Carnegie’s Renad Mansour spoke with Laura Kyle on Al Jazeera’s Inside Story, alongside Matthew Glanville, former special adviser to the governor of Anbar Province, and Matthew Henman, head of IHS Jane’s Terrorism and Insurgency Centre, to discuss the Iraqi army’s offensive to retake Fallujah from the self-proclaimed Islamic State.
Mansour argued that Mosul was more of a symbolic target to retake than Fallujah. Previously, he explained, strategists thought that the way to defeat the Islamic State was to retake Mosul and then move onwards, given that the Islamic State had declared it’s self-described caliphate after taking the Mosul. Iraqi military strategies have had to change, however, with the Islamic State’s return to asymmetric warfare tactics, such as suicide bombings and targeting Baghdad directly.

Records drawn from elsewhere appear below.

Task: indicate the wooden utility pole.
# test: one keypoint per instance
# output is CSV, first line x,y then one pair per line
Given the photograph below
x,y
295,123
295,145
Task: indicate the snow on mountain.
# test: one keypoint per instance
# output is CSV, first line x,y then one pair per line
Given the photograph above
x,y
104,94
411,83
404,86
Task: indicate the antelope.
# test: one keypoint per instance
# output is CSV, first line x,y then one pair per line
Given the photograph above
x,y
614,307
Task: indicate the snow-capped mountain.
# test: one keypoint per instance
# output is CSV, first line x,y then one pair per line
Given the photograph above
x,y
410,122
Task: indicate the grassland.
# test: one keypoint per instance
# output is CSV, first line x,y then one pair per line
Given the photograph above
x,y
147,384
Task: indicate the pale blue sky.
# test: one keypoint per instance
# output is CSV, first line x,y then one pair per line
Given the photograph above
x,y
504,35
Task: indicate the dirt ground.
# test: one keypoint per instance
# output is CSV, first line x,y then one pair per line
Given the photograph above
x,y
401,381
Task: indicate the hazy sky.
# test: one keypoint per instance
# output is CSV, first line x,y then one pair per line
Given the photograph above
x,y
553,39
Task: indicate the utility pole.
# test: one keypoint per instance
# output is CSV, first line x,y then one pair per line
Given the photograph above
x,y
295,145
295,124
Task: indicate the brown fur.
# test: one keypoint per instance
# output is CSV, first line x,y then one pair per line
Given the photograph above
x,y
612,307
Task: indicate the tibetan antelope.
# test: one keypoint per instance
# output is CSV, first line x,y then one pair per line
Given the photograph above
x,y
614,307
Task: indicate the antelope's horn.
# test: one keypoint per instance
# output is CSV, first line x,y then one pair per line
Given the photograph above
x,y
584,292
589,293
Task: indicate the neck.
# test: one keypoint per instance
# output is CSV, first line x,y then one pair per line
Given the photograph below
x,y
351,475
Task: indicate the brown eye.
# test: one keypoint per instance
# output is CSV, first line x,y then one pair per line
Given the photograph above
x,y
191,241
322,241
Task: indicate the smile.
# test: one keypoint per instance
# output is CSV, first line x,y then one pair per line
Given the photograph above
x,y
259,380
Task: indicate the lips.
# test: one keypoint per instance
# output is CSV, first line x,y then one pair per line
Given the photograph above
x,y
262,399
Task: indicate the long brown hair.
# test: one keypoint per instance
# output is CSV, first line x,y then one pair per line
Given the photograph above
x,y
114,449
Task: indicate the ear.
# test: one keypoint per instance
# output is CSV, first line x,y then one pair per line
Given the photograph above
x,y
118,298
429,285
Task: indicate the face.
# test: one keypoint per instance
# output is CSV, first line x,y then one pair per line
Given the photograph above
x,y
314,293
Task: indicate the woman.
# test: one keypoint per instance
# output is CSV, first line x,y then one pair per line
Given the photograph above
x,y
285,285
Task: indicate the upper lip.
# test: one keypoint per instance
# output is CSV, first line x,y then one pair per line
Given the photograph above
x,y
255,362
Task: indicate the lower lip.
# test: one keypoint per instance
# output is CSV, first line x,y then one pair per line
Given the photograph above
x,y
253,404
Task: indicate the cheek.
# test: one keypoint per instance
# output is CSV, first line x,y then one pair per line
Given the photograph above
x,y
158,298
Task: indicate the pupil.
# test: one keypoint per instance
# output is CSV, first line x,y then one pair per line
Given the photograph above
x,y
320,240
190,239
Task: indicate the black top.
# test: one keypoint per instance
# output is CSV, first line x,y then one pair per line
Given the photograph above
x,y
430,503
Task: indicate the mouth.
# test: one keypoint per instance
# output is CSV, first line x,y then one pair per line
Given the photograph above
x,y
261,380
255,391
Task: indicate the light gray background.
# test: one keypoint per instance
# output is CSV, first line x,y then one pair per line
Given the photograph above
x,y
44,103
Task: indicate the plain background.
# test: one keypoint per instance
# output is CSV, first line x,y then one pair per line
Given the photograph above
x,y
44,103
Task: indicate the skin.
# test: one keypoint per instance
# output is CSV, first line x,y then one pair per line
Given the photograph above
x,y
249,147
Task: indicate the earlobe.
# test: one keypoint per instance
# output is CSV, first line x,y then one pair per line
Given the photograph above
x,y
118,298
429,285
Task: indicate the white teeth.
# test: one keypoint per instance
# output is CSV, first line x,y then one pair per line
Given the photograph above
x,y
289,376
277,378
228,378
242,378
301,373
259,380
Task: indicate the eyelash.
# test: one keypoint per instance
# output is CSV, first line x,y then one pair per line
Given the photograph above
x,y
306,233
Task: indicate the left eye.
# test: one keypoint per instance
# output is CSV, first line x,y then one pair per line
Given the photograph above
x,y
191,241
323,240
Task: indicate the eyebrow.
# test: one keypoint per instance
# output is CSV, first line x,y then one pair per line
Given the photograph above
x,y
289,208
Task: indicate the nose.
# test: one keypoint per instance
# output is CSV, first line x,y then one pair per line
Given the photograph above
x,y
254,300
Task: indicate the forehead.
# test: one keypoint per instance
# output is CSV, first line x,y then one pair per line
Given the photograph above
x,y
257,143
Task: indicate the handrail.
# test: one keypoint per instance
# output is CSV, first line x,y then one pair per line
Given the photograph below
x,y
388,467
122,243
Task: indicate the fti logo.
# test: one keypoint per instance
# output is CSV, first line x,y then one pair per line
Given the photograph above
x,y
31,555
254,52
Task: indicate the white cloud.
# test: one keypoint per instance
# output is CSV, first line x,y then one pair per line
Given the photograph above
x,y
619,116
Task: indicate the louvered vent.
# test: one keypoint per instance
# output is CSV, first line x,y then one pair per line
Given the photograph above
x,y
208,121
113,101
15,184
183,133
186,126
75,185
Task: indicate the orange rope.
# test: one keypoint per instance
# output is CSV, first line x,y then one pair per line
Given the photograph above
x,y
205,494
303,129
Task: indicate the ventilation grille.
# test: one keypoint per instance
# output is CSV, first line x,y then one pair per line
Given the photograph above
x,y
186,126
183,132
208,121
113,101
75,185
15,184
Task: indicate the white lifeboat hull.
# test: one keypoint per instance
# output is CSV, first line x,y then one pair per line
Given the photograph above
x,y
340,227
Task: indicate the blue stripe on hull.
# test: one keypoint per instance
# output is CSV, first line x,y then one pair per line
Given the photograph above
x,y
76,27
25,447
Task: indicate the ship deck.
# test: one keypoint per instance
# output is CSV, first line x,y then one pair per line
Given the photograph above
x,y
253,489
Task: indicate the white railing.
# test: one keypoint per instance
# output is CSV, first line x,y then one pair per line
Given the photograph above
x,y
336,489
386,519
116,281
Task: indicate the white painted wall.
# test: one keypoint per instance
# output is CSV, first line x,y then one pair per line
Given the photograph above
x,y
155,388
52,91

Mansour pointed out that Fallujah is a somewhat of a quagmire and that occupiers have often faced difficulties in retaking the city. He argued that Iraqi state forces must find a way to win the hearts and minds of Fallujah residents. A significant amount of the Fallujah population support the Islamic State, he explained, which means that a viable alternative needs to be established and the Iraqi forces must convince the population that it is a better option.
Mansour added that there are lessons to be learned from Ramadi, particularly with regards to reconciliation. He argued that the Shia paramilitary groups, particularly those close to Maliki and Iran, cannot serve a large role in reconciliation or liberation, and that there should be a renewed focus on emergining leaders.